Políticamente, el SAB ha promovido una supuesta democracia participativa que, en la práctica, ha derivado en mecanismos pretorianos de control social: programas clientelares como las misiones, cooperativas, fundos zamoranos y el sistema “Patria”, todos bajo el control de liderazgos mesiánicos y autoritarios. Este modelo se sostiene alimentando la paranoia de enemigos internos y externos, fomentando un patrioterismo vulgar, militarizando la sociedad e instaurando un terrorismo de Estado contra toda disidencia ideológica.
En el plano económico, el SAB impulsó inicialmente un capitalismo de Estado profundamente centralista, militarizado y favorable a las grandes corporaciones transnacionales. Sin embargo, ante la hiperinflación desbocada, el desempleo masivo, el desabastecimiento generalizado y el colapso de los servicios públicos, ese modelo autoritario ha debido flexibilizarse. El resultado ha sido un proceso caótico de desregulación: privatización parcial de empresas estatales, dolarización de facto (aunque no de los salarios), y la emergencia de nuevas formas de negocio capitalista (bodegones, casinos, concesionarios de lujo, restaurantes exclusivos). El modelo económico del SAB, lejos de construir una economía socialista -que no debe confundirse con estatismo-, continúa alimentando el proyecto capitalista hegemónico.
A pesar de estos cambios, tanto Nicolás Maduro como su antecesor, el teniente coronel Hugo Chávez, han favorecido sistemáticamente a grandes capitales extranjeros mediante la creación de empresas mixtas con corporaciones como Chevron, PetroChina, Peabody Energy, Statoil, Rosneft, entre muchas otras. A ello se suman las zonas económicas especiales, donde el capital foráneo goza de privilegios arancelarios, fiscales y aduaneros. El caso más emblemático es el Arco Minero del Orinoco, que abarca el 12 % del territorio nacional y ha sido destinado a la megaminería por parte de transnacionales como Gold Reserve y Barrick Gold, interesadas en la explotación de oro, tantalita y columbita. ¿De qué “antiimperialismo” puede hablar el SAB?

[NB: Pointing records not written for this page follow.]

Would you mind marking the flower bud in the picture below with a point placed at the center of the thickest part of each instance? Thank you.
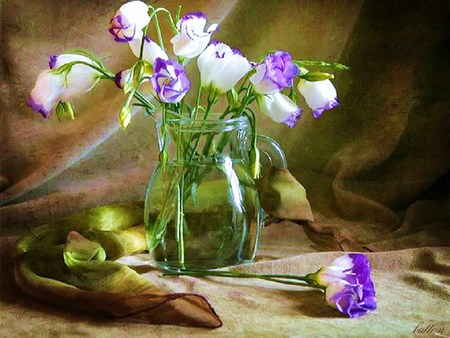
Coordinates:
(163, 157)
(317, 76)
(125, 116)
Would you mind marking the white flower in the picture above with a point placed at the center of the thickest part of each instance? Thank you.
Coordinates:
(46, 93)
(280, 108)
(80, 79)
(221, 66)
(151, 49)
(191, 39)
(51, 88)
(319, 95)
(129, 21)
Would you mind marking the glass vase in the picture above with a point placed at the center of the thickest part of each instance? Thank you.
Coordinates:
(202, 209)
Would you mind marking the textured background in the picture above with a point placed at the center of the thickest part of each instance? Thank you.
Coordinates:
(375, 168)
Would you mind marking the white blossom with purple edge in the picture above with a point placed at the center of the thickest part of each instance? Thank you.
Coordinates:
(279, 108)
(129, 20)
(51, 88)
(169, 81)
(80, 79)
(349, 287)
(319, 95)
(151, 49)
(221, 66)
(122, 77)
(192, 38)
(275, 73)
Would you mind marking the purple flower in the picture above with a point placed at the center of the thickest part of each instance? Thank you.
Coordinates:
(191, 38)
(319, 95)
(221, 66)
(352, 300)
(349, 287)
(169, 81)
(129, 20)
(279, 108)
(275, 73)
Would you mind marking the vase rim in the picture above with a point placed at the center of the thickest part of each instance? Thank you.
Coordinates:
(213, 123)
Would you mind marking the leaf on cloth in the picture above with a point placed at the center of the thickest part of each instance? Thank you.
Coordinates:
(63, 267)
(282, 196)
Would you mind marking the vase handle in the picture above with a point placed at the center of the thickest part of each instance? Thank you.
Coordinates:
(274, 155)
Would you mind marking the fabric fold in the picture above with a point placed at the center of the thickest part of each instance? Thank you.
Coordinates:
(56, 263)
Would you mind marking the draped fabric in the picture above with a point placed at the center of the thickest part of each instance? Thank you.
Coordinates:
(375, 169)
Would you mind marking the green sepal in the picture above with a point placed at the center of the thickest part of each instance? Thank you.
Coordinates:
(316, 76)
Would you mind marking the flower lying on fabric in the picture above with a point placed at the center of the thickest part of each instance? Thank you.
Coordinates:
(349, 287)
(347, 282)
(129, 21)
(169, 81)
(221, 66)
(191, 39)
(52, 87)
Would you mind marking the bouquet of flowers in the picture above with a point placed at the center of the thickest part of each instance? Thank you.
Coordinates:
(230, 88)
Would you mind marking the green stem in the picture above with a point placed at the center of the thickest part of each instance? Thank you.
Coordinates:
(278, 278)
(180, 218)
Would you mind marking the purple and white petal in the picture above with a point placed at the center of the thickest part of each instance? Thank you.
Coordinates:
(275, 73)
(319, 95)
(122, 77)
(352, 300)
(279, 108)
(192, 39)
(169, 81)
(349, 286)
(151, 49)
(222, 67)
(129, 20)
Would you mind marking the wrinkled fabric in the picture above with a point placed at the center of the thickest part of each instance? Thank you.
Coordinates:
(58, 265)
(375, 169)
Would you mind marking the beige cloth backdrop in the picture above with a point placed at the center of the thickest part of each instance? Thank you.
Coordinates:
(375, 168)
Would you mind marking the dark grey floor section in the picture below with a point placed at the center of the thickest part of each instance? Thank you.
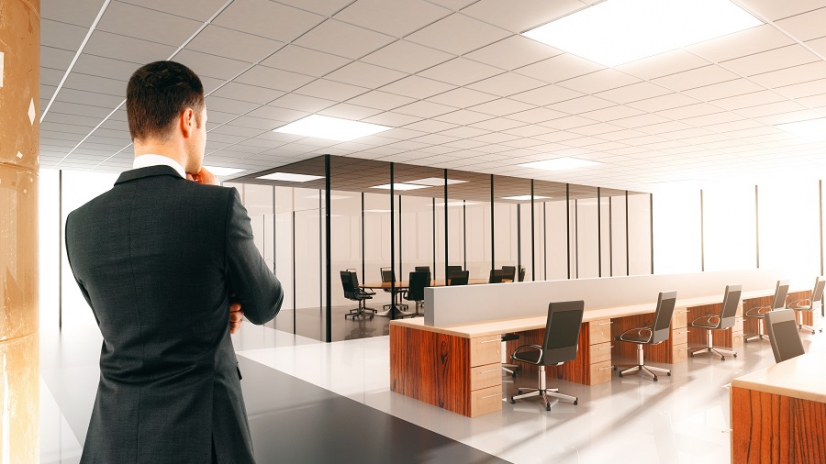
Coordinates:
(293, 421)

Lamentablemente, buena parte de la izquierda ha carecido tanto de honestidad ideológica como de voluntad política para enfrentar a la casta cívico-militar bolivariana y su parodia de socialismo. Hablamos de esa izquierda mercenaria que aún insiste en sostener la imagen mítica de una Venezuela heroica, víctima de un supuesto “bloqueo imperial” como causa de la catástrofe económica, social y sanitaria que vive el país. Un “bloqueo” que, sin embargo, no impide que los jerarcas del régimen circulen en vehículos de lujo fabricados en EE. UU. ni que los bolienchufados llenen sus bodegones con productos importados del mismo “imperio”.
Es esa izquierda que justifica la precarización laboral, la represión, la censura y la tortura; que ha olvidado los principios de autodeterminación de los pueblos y hoy aplaude, sin reservas, la agresión militar de Putin contra Ucrania. Es una izquierda sin voz, sin principios y sin vergüenza.
El fallido y gatopardista “socialismo del siglo XXI” no solo ha hundido a Venezuela, sino que también ha servido como arma propagandística para la derecha global, que lo utiliza para desacreditar a las verdaderas fuerzas progresistas en cualquier proceso electoral.
Todo ha cambiado para que todo -o casi todo- siga igual. O, peor aún, empeore.